Kerusakan ekologi akibat dari cara kerja industry ekstraktif ini telah menyebabkan terganggunya sumber – sumber penghidupan masyarakat yang hidup di kepulauan ini. Sumber penghidupan yang paling terancam adalah pangan dan energi. Krisis air, pencemaran lingkungan serta hilangnya akses pada tanah dan hutan menjadi problem utama pada masyarakat dimana industry tersebut bekerja. Kerentanan ekologi seperti ini tidak diperhitungkan sejak awal pada saat kebijakan tersebut dirumuskan. Praktis hal – hal yang berhubungan dengan sumber penghidupan masyarakat itu tidak dianggap penting untuk dilindungi oleh pemerintah dari ancaman kerusakan.

Korupsi SDA

Korsup KPK tersebut tujuannya menyelamatkan pendapatan negara dari sector sumberdaya alam yang rawan di korupsi. Indonesia Corruption Watch (ICW) mengumumkan dalam satu rilisnya, beberapa tahun berjalan di 5 Provinsi di Indonesia antara lain Aceh, Sumatera Selatan, Kalimantan Timur, NTT, Sulawesi Utara dan Jawa Timur, kerugian akibat korupsi di sektor sumberdaya alam mencapai Rp 201,82 triliun. Korupsi ini tidak saja di sektor pertambangan, namun juga terjadi di sektor perkebunan dan kehutanan. Praktek ini biasanya dimulai dari manipulasi pajak, manipulasi laporan produksi, perambahan hutan secara illegal termasuk di dalam kawasan konservasi, tidak dilakukan pembayaran dana reklamasi, suap untuk kemudahan izin. Praktek semacam ini biasa dilakukan oleh penyelenggara negara berkelaborasi dengan pemodal. Hal serupa juga terjadi juga di Maluku Utara. Pola dan caranya tidak berbeda. Tujuannya untuk memperoleh keuntungan secara ekonomi tanpa memikirkan kelangsungan pembangunan dan masa depan masyarakat.
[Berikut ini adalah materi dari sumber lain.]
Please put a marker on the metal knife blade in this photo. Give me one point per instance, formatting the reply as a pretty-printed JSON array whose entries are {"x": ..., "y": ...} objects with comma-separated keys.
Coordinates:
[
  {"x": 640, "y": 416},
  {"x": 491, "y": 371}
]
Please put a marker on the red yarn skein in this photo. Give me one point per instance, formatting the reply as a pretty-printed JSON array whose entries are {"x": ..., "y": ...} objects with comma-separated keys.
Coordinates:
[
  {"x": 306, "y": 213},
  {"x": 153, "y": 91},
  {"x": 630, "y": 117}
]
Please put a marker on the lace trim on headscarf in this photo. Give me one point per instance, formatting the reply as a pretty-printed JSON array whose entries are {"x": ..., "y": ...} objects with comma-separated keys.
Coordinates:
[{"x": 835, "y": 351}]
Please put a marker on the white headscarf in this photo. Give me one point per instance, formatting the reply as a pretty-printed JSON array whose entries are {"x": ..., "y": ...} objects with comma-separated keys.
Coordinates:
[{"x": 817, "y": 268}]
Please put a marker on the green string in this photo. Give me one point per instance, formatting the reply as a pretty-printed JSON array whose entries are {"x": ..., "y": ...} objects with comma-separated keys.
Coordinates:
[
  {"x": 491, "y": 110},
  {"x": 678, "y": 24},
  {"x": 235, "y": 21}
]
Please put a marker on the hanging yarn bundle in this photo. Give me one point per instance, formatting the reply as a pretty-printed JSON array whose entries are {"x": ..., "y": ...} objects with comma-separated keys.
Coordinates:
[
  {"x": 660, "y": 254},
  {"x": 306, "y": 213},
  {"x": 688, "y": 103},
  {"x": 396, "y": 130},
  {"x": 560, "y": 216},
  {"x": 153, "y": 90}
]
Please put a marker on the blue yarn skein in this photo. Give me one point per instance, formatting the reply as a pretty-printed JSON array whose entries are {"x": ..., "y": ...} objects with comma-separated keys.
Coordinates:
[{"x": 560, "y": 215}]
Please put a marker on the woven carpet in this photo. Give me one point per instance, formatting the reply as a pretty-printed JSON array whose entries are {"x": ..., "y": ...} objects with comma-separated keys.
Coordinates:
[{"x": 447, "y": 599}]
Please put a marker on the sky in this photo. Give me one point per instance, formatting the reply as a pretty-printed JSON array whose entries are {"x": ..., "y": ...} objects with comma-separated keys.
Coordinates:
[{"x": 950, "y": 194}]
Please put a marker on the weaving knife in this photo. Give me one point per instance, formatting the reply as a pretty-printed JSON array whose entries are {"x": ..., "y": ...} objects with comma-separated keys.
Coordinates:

Di sector kehutanan juga sangat rentan dengan penyuapan dan pemerasan. Untuk satu izin yang dikeluarkan baik berupa izin Hak Penguasaan Hutan (HPH) atau Hutan Tanaman Industri (HTI), nominal yang dibayar dalam bentuk suap bisa lebih dari Rp 688 juta sampai 22,6 miliar per tahun (KPK, 2013).

Hajatan politik seperti Pilkada dan Pileg beberapa tahun belakangan, merupakan tahun dimana izin – izin pertambangan, perkebunan dan kehutanan ini masif dikeluarkan oleh kelapa daerah. Biasanya izin – izin tersebut digunakan menjadi modal ekonomi untuk merebut dan mempertahankan kembali kekuasaan politik. Benar – benar SDA di daerah ini digadaikan untuk kepentingan politik sekelompok orang saja. Jadi bukan semata – mata dikelola untuk kesejahteran rakyat.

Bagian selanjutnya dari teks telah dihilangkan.